You may be familiar with this situation: your team has been working on a project for a while, and now that it seems to do the job, it is not really justified for so many engineers to spend time on it.
Management agreed that the project should be switched to «maintenance mode». Even if the software remains critical and runs in production, the team's priorities have changed, and costs must be kept as low as possible.
From my experience, there is often some misunderstanding about turning a software into maintenance mode. If you continue to implement new features or spend time on refactoring internals, you are going to clash with your managers. If you don't touch the source at all and don't invest any engineering time at all, the software will soon qualify as «abandonware».
So, if the software still runs in production and is switched to maintenance, what should you expect to be done?
I remember one situation where a team used the URL of the origin server for our service instead of the CDN. And went live. We suddenly received a massive amount of traffic, which caused the database to lag a lot, the application was then losing connections and crashing, users were seeing 503 error pages and reporting issues. Our first strategy had been to increase the database resources, which increased the costs of the service significantly.
Monitoring often seems like an obvious one. But it's not only about the server resources, it's mostly about making sure the software is just ticking over, handling load transparently, and not bothering you at night.
Make sure you have ways to monitor:
- Load: amount of traffic or activity
- Responsiveness: latency or lag
- Robustness: number of crash reports
- Stability: production issues tickets
- Cost: bills of cloud services
If these metrics become explicit and public, it gives everyone concrete and measurable goals to put the application in its best conditions for the long run.
Sometimes, a new system comes as a replacement, and the old one is maintained for legacy clients. Usually, the old system even becomes read-only. Nevertheless, it still relies on a database, some Web workers, executing domain specific code, with the sole purpose of serving static data for legacy clients! Some JSON files on a CDN could do the job!
If you know that you are going for the long run, investing in optimization can be worth it. Even tiny parts.
Of course, it is imperative to evaluate how much you can save per month/year before investing efforts! Beware of rabbit holes, always timebox your work! Start with low hanging fruits, like slow queries, endpoints that serve static data, ...
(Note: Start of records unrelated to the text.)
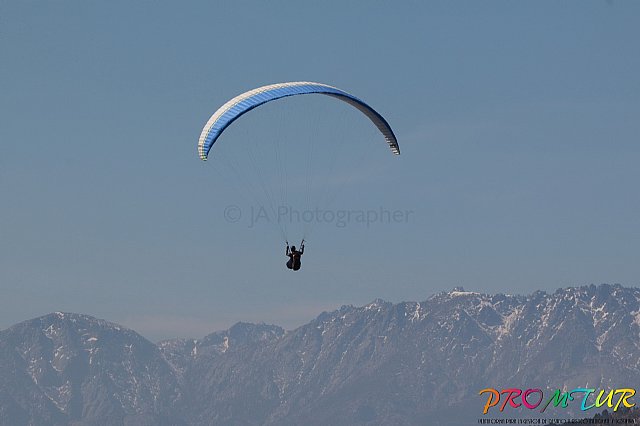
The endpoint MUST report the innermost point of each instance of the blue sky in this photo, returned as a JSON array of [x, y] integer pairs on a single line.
[[518, 124]]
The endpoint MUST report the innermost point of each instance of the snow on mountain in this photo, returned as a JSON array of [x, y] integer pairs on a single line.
[[381, 363]]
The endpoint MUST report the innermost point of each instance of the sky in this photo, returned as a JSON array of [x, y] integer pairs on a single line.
[[518, 124]]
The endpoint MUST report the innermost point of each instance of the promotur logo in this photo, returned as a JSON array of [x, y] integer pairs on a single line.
[[534, 399], [340, 218]]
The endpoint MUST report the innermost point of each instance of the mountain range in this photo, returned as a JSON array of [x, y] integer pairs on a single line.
[[379, 364]]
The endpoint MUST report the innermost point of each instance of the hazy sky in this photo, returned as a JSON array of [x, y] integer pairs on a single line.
[[518, 124]]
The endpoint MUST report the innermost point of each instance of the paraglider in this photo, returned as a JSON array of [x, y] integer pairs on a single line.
[[294, 256], [241, 104]]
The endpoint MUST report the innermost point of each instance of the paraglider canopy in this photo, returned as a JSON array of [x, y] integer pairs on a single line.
[[245, 102]]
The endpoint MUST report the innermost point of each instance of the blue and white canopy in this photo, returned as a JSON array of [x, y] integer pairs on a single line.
[[245, 102]]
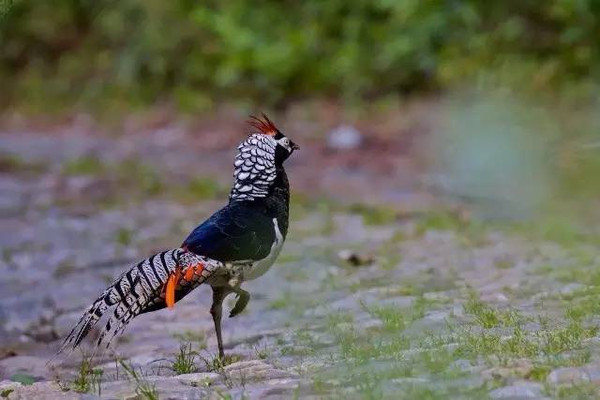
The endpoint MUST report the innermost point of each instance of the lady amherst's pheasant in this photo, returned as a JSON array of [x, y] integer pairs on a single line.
[[239, 242]]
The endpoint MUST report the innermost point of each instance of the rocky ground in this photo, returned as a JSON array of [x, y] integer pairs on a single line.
[[366, 301]]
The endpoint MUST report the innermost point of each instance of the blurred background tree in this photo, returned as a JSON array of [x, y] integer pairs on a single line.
[[93, 54]]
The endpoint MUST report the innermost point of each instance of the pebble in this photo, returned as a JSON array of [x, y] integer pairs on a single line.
[[524, 390], [344, 137]]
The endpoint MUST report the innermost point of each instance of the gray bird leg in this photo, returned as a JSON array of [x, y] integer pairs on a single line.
[[216, 309], [241, 303]]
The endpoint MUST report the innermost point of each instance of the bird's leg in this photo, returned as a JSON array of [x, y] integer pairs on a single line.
[[216, 309], [241, 303]]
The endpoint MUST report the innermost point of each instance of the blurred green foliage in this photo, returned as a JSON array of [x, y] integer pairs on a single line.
[[192, 53]]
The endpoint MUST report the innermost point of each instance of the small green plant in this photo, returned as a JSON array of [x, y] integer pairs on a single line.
[[185, 360], [144, 389], [262, 352], [84, 166], [23, 379], [374, 215], [217, 364], [88, 379]]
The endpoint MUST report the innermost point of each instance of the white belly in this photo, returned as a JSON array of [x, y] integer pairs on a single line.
[[258, 268]]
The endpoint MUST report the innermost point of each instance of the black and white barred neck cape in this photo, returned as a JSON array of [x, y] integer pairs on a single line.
[[254, 167]]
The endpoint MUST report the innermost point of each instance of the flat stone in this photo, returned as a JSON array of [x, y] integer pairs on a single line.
[[568, 375], [28, 365], [199, 379], [525, 390], [42, 391]]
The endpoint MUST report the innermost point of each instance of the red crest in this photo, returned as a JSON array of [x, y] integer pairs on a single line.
[[264, 125]]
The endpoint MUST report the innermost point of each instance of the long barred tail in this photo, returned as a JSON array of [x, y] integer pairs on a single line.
[[149, 285]]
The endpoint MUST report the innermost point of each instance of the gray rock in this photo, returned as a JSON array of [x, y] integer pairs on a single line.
[[523, 390], [568, 375], [200, 379], [28, 365], [344, 137]]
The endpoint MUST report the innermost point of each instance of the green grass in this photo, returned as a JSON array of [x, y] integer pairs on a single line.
[[87, 380], [84, 166], [144, 389], [185, 360], [374, 215]]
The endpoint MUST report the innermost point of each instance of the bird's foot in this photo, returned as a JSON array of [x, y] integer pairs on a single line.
[[243, 298]]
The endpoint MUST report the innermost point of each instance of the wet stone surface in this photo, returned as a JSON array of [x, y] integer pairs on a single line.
[[440, 310]]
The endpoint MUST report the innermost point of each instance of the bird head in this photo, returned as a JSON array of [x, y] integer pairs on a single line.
[[264, 129]]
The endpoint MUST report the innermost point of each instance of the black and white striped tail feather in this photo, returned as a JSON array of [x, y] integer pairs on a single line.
[[129, 294]]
If your infrastructure allows it, you could also leverage some of the auto-scaling features of your cloud provider. For example, at Mozilla, we clearly have pattern of loads depending of time and day of the week. Setting up rules to scale up/out or in/down your resources can help you save money. Combined with proper monitoring and metrics, it can truly be rewarding.
No magic here, apart from the fact that some bug reports can actually be missing features in disguise.
Being able to fix bugs implicitly means that team members have a development setup on their machine. Ideally, running the software or its tests suite locally should not take several days.
Note that sometimes it can also be relevant to ignore some bugs, if their impact is minimal, their reproduction too complex, and the fix too fragile. They become «known bugs». Make sure you document them properly though.
Counterintuitively, fixing bugs and polishing rough edges can be entertaining. Some people are suited for maintenance (fixers!), others prefer innovation (builders!), but having experienced both perspectives is precious.
Apply security patches
This one is interesting, because it means that you should keep your libraries and dependencies up-to-date.
It is highly recommended to automate this part with tools like Dependabot, Renovate or Snyk.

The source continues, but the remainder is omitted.